Why a Floppy-Haired 27-Year-Old Olympic Skier Is Making Conservatives So Very, Very Angry
Conservatives Are Terrified That People Like Me Are Buying Guns Now.
Do you see the theme there?
There is a line attributed to Adolf Hitler asserting that the genius of totalitarian systems is attested to by the fact that they cause their enemies to imitate them. H.G. Wells, in calling for the development of a scientifically planned global state, called for the progressives of his time to become “liberal fascisti” and “enlightened Nazis.” (I read that in a book.) Appreciating the energy and the apparent solidarity of the fascist movements of the first part of the 20th century, many progressives and nationalists in the liberal democracies—including Franklin Roosevelt, who was both a progressive and a nationalist, arguably a bit more a nationalist—found themselves experiencing a good deal of jackboot envy. In the current era, when right-wing rhetoric amounts to very little more than sneering and bullying—“liberal tears,” “cry more,” etc.—it should be no surprise to see our friends on the left arguing that if x discomfits or hurts conservatives, then x must be good, which is the subtext of those Slate headlines. But I do not think that this sort of thing is really a reaction to the Trumpist style, inasmuch as it precedes the emergence of that style as the dominant form of expression on the right. “Your uptight Christian parents are going to hate this!” is a very, very old marketing ploy, one part “Banned in Boston!” and one part “Republicans pounce!” Incidentally, I spent a lot of time with right-wing gun nuts, and I have yet to meet one who is upset that nice suburban liberals are buying firearms—and the Slate report has not convinced me that these fearful conservatives actually exist beyond the anecdotal level.
And Furthermore …
A few years ago, many conservatives—myself included—practically gave ourselves hernias from harrumphing so hard when the executive editor of the New York Times, Dean Baquet at the time, confessed that his writers and editors didn’t really understand Christianity and the role it plays in American life.

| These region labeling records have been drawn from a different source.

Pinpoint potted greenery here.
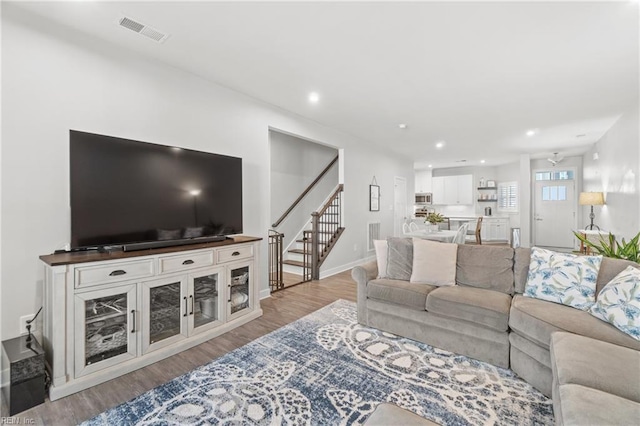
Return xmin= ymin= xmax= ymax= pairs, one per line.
xmin=574 ymin=231 xmax=640 ymax=263
xmin=424 ymin=212 xmax=445 ymax=232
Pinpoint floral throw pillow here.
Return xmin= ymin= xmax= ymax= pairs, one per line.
xmin=524 ymin=247 xmax=602 ymax=311
xmin=589 ymin=266 xmax=640 ymax=340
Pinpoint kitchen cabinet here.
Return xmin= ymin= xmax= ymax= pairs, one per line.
xmin=432 ymin=175 xmax=473 ymax=205
xmin=480 ymin=216 xmax=509 ymax=241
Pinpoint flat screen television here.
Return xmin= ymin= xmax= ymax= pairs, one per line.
xmin=69 ymin=130 xmax=242 ymax=250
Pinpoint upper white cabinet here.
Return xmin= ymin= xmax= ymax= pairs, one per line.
xmin=432 ymin=175 xmax=473 ymax=205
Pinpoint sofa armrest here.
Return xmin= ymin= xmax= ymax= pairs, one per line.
xmin=351 ymin=261 xmax=378 ymax=325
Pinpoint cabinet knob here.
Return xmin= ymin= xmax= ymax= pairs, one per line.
xmin=131 ymin=309 xmax=136 ymax=333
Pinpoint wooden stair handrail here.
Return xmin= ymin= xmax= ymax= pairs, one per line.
xmin=271 ymin=155 xmax=339 ymax=228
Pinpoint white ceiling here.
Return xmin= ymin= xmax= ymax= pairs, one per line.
xmin=10 ymin=1 xmax=639 ymax=168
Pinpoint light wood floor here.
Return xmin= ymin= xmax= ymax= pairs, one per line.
xmin=11 ymin=271 xmax=356 ymax=425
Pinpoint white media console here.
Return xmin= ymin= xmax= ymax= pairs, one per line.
xmin=40 ymin=236 xmax=262 ymax=401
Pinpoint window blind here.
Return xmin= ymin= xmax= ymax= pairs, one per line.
xmin=498 ymin=182 xmax=519 ymax=212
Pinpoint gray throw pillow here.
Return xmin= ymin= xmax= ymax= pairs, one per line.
xmin=387 ymin=238 xmax=413 ymax=281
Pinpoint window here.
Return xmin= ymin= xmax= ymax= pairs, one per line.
xmin=498 ymin=182 xmax=520 ymax=212
xmin=542 ymin=185 xmax=567 ymax=201
xmin=536 ymin=170 xmax=573 ymax=180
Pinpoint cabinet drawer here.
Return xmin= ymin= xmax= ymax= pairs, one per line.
xmin=218 ymin=246 xmax=253 ymax=263
xmin=160 ymin=250 xmax=213 ymax=274
xmin=75 ymin=259 xmax=154 ymax=288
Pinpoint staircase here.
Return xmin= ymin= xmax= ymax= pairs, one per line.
xmin=269 ymin=156 xmax=344 ymax=292
xmin=282 ymin=185 xmax=344 ymax=282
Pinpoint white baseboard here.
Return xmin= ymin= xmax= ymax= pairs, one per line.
xmin=320 ymin=255 xmax=376 ymax=279
xmin=260 ymin=288 xmax=271 ymax=300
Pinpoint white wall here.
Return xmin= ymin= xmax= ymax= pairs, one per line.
xmin=0 ymin=3 xmax=413 ymax=339
xmin=269 ymin=131 xmax=338 ymax=248
xmin=582 ymin=105 xmax=640 ymax=240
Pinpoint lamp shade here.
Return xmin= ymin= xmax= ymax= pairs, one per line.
xmin=578 ymin=192 xmax=604 ymax=206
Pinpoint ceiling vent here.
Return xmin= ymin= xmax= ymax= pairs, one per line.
xmin=118 ymin=16 xmax=169 ymax=43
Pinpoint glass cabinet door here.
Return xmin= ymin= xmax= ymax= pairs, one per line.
xmin=142 ymin=278 xmax=186 ymax=353
xmin=227 ymin=263 xmax=253 ymax=318
xmin=75 ymin=285 xmax=137 ymax=376
xmin=189 ymin=268 xmax=222 ymax=332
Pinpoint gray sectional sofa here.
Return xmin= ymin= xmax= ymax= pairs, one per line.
xmin=352 ymin=245 xmax=640 ymax=396
xmin=551 ymin=331 xmax=640 ymax=426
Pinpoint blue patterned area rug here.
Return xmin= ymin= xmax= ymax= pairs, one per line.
xmin=85 ymin=300 xmax=553 ymax=425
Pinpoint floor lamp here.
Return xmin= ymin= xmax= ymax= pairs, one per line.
xmin=578 ymin=192 xmax=604 ymax=231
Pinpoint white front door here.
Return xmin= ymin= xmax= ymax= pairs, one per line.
xmin=392 ymin=176 xmax=407 ymax=237
xmin=533 ymin=170 xmax=576 ymax=248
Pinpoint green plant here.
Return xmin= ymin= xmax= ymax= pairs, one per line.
xmin=424 ymin=213 xmax=444 ymax=225
xmin=573 ymin=231 xmax=640 ymax=263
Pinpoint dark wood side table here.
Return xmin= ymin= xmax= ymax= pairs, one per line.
xmin=2 ymin=336 xmax=45 ymax=416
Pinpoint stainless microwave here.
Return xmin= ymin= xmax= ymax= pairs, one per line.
xmin=415 ymin=192 xmax=433 ymax=205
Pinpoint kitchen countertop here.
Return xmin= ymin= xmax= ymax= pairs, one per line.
xmin=449 ymin=215 xmax=509 ymax=220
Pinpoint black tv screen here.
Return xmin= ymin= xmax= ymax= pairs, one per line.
xmin=69 ymin=130 xmax=242 ymax=248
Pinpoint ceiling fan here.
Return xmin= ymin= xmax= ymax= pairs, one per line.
xmin=547 ymin=152 xmax=564 ymax=167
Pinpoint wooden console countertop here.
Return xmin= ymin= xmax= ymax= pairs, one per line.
xmin=40 ymin=235 xmax=262 ymax=266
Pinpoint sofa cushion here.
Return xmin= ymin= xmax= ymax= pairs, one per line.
xmin=410 ymin=238 xmax=458 ymax=286
xmin=553 ymin=385 xmax=640 ymax=426
xmin=509 ymin=295 xmax=640 ymax=350
xmin=456 ymin=244 xmax=514 ymax=294
xmin=513 ymin=247 xmax=640 ymax=299
xmin=386 ymin=238 xmax=413 ymax=281
xmin=367 ymin=278 xmax=437 ymax=311
xmin=426 ymin=286 xmax=511 ymax=331
xmin=524 ymin=247 xmax=602 ymax=311
xmin=551 ymin=333 xmax=640 ymax=402
xmin=596 ymin=257 xmax=640 ymax=299
xmin=589 ymin=266 xmax=640 ymax=340
xmin=513 ymin=247 xmax=531 ymax=294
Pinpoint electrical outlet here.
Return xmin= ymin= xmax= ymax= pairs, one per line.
xmin=20 ymin=314 xmax=36 ymax=335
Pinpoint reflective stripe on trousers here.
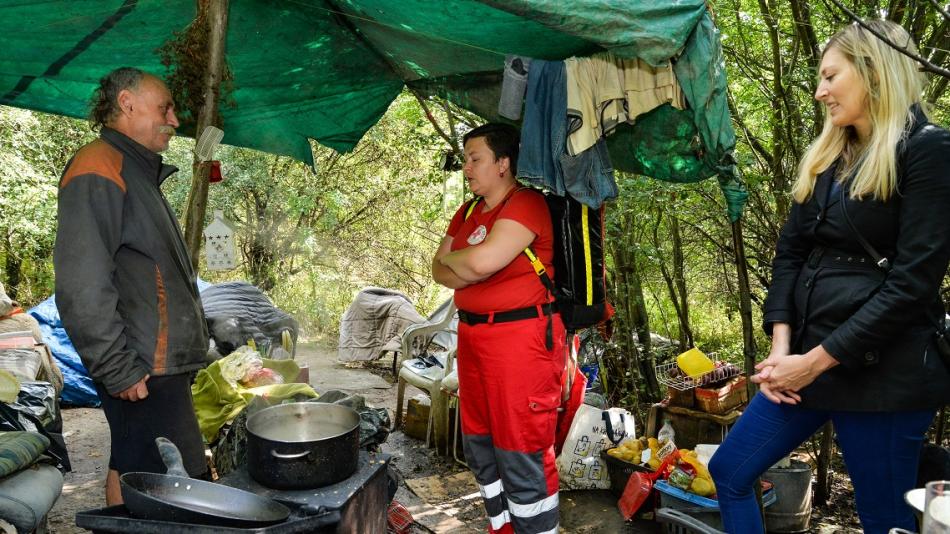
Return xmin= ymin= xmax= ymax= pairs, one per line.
xmin=458 ymin=315 xmax=566 ymax=534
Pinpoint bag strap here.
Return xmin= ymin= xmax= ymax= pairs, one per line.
xmin=462 ymin=195 xmax=555 ymax=295
xmin=841 ymin=186 xmax=947 ymax=334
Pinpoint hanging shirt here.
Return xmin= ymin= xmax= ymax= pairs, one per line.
xmin=564 ymin=52 xmax=684 ymax=156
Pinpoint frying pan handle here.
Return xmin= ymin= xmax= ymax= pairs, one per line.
xmin=155 ymin=436 xmax=190 ymax=478
xmin=270 ymin=451 xmax=310 ymax=460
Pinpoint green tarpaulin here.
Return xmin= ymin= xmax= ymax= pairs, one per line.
xmin=0 ymin=0 xmax=745 ymax=220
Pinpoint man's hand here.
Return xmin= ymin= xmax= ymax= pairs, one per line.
xmin=116 ymin=375 xmax=149 ymax=402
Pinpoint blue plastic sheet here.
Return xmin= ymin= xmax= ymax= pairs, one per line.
xmin=30 ymin=296 xmax=99 ymax=407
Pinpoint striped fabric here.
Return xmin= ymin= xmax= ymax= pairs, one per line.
xmin=0 ymin=432 xmax=49 ymax=478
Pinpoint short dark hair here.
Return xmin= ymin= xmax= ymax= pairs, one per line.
xmin=89 ymin=67 xmax=145 ymax=130
xmin=462 ymin=122 xmax=521 ymax=176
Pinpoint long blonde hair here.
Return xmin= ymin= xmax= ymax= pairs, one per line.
xmin=792 ymin=20 xmax=926 ymax=203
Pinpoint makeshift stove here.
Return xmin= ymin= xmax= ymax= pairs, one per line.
xmin=76 ymin=451 xmax=391 ymax=534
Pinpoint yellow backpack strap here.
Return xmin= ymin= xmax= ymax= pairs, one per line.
xmin=524 ymin=247 xmax=554 ymax=295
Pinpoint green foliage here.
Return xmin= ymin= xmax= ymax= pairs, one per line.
xmin=163 ymin=95 xmax=458 ymax=336
xmin=0 ymin=107 xmax=91 ymax=306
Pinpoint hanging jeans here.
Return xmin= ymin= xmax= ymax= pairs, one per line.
xmin=518 ymin=59 xmax=618 ymax=209
xmin=709 ymin=393 xmax=936 ymax=534
xmin=458 ymin=314 xmax=566 ymax=534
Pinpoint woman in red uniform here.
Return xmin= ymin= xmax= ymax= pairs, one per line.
xmin=432 ymin=124 xmax=565 ymax=534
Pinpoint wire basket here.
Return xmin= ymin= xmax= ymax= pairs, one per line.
xmin=656 ymin=361 xmax=742 ymax=391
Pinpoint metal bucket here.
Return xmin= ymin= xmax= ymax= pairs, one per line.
xmin=763 ymin=460 xmax=811 ymax=533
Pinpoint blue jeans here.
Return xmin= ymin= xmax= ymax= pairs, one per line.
xmin=518 ymin=59 xmax=567 ymax=196
xmin=709 ymin=393 xmax=936 ymax=534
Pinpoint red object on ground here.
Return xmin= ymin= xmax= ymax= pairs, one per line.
xmin=386 ymin=500 xmax=416 ymax=534
xmin=617 ymin=451 xmax=679 ymax=520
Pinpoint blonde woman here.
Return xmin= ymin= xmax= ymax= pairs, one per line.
xmin=709 ymin=21 xmax=950 ymax=534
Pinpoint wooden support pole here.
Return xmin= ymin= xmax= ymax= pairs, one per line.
xmin=815 ymin=421 xmax=835 ymax=505
xmin=732 ymin=219 xmax=756 ymax=399
xmin=183 ymin=0 xmax=228 ymax=269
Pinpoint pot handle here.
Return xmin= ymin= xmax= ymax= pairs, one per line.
xmin=270 ymin=451 xmax=310 ymax=460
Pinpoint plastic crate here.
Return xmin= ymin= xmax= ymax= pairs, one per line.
xmin=696 ymin=376 xmax=749 ymax=414
xmin=653 ymin=480 xmax=778 ymax=530
xmin=667 ymin=386 xmax=696 ymax=408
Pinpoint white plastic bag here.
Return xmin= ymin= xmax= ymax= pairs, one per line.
xmin=557 ymin=404 xmax=636 ymax=490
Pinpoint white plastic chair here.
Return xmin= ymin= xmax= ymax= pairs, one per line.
xmin=393 ymin=299 xmax=456 ymax=375
xmin=395 ymin=302 xmax=456 ymax=447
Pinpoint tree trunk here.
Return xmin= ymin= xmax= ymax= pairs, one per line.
xmin=183 ymin=0 xmax=228 ymax=269
xmin=3 ymin=236 xmax=23 ymax=300
xmin=670 ymin=214 xmax=693 ymax=350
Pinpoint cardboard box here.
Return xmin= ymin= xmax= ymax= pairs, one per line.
xmin=403 ymin=399 xmax=430 ymax=441
xmin=696 ymin=376 xmax=749 ymax=414
xmin=667 ymin=386 xmax=696 ymax=408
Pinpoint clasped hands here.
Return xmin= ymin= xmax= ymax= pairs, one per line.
xmin=752 ymin=345 xmax=838 ymax=404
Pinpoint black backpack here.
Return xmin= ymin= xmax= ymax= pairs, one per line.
xmin=464 ymin=188 xmax=614 ymax=333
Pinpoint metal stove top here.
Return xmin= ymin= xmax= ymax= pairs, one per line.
xmin=76 ymin=451 xmax=391 ymax=534
xmin=218 ymin=451 xmax=392 ymax=510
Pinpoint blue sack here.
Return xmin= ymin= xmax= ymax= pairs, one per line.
xmin=29 ymin=295 xmax=99 ymax=408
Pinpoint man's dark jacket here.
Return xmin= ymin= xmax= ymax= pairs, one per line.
xmin=53 ymin=128 xmax=208 ymax=394
xmin=764 ymin=106 xmax=950 ymax=411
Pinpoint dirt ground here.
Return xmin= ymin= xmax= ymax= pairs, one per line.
xmin=42 ymin=344 xmax=860 ymax=534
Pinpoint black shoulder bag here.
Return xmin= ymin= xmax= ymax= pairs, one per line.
xmin=841 ymin=185 xmax=950 ymax=369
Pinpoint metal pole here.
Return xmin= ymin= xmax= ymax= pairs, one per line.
xmin=183 ymin=0 xmax=228 ymax=269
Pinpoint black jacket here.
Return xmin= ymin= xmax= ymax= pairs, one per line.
xmin=53 ymin=128 xmax=208 ymax=394
xmin=764 ymin=106 xmax=950 ymax=411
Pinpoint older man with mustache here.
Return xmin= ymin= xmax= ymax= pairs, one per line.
xmin=53 ymin=67 xmax=208 ymax=505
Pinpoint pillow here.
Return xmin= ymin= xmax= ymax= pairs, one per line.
xmin=0 ymin=432 xmax=49 ymax=478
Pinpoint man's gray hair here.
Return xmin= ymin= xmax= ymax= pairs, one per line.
xmin=89 ymin=67 xmax=145 ymax=130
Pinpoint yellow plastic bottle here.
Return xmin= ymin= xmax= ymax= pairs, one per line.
xmin=676 ymin=347 xmax=716 ymax=377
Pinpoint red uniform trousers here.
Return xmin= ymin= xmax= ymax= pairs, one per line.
xmin=458 ymin=314 xmax=567 ymax=534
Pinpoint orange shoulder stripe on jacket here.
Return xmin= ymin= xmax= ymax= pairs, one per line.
xmin=59 ymin=139 xmax=125 ymax=193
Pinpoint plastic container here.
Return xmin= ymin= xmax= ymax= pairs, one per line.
xmin=653 ymin=480 xmax=778 ymax=530
xmin=696 ymin=376 xmax=749 ymax=415
xmin=676 ymin=347 xmax=716 ymax=377
xmin=600 ymin=449 xmax=652 ymax=497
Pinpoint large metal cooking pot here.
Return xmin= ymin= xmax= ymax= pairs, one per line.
xmin=247 ymin=402 xmax=360 ymax=489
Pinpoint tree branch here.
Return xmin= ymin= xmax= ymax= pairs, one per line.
xmin=831 ymin=0 xmax=950 ymax=78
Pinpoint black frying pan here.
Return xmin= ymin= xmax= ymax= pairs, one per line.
xmin=119 ymin=438 xmax=290 ymax=528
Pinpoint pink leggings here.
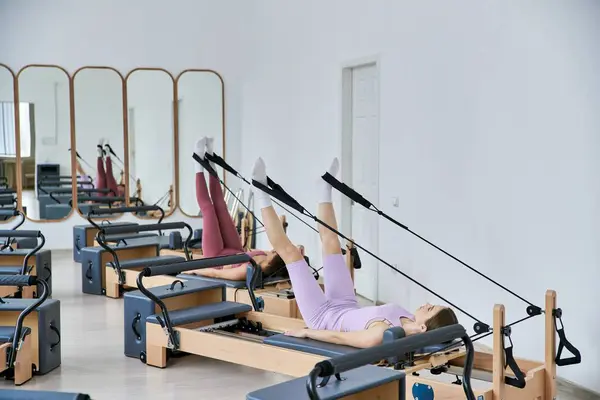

Journalism at large is culturally weird, and the New York Times is more culturally weird than the average outlet, for all sorts of reasons. I chuckled a little when the New York Times announced that it had hired a new Austin-based reporter to cover politics, whose LinkedIn bio describes her as focused on gay rights and implores readers to “ask her about her wig collection.” I’m sure she is a fine reporter and will do good work covering the very interesting stories of Texas politics (as, indeed, she already has), but if the Times were looking to really underline its cultural weirdness, it could hardly do better than sending a wig-collecting gay-rights crusader to talk tariffs with the Texas Soybean Board in Lubbock (and Lubbock is more liberal than much of Texas) or to talk with some rural border sheriff about transnational crime. Ask her about her wig collection!
Granted, there was a time when a man such as myself would have a collection of hairpieces—but that’s beside the point!
It is interesting to see the Times investing so much in Texas—but Texas is one of the places where they’re putting the new in the news, while New York City and its new mayor are busy exploring the freshest economic and political thinking of the 1840s.
Elsewhere
You can buy my most recent book, Big White Ghetto, here.
You can buy my other books here.
You can check out “How the World Works,” a series of interviews on work I’m doing for the Competitive Enterprise Institute, here.
In Closing
The Trump administration is winding down its theatrical display of brutality in Minneapolis with nothing to show for it other than millions of dollars in economic damage and two dead Americans, shot down by agents of their own government. I suppose that from the outside it looks like a lot of fun being right all the time but, I promise you, it isn’t.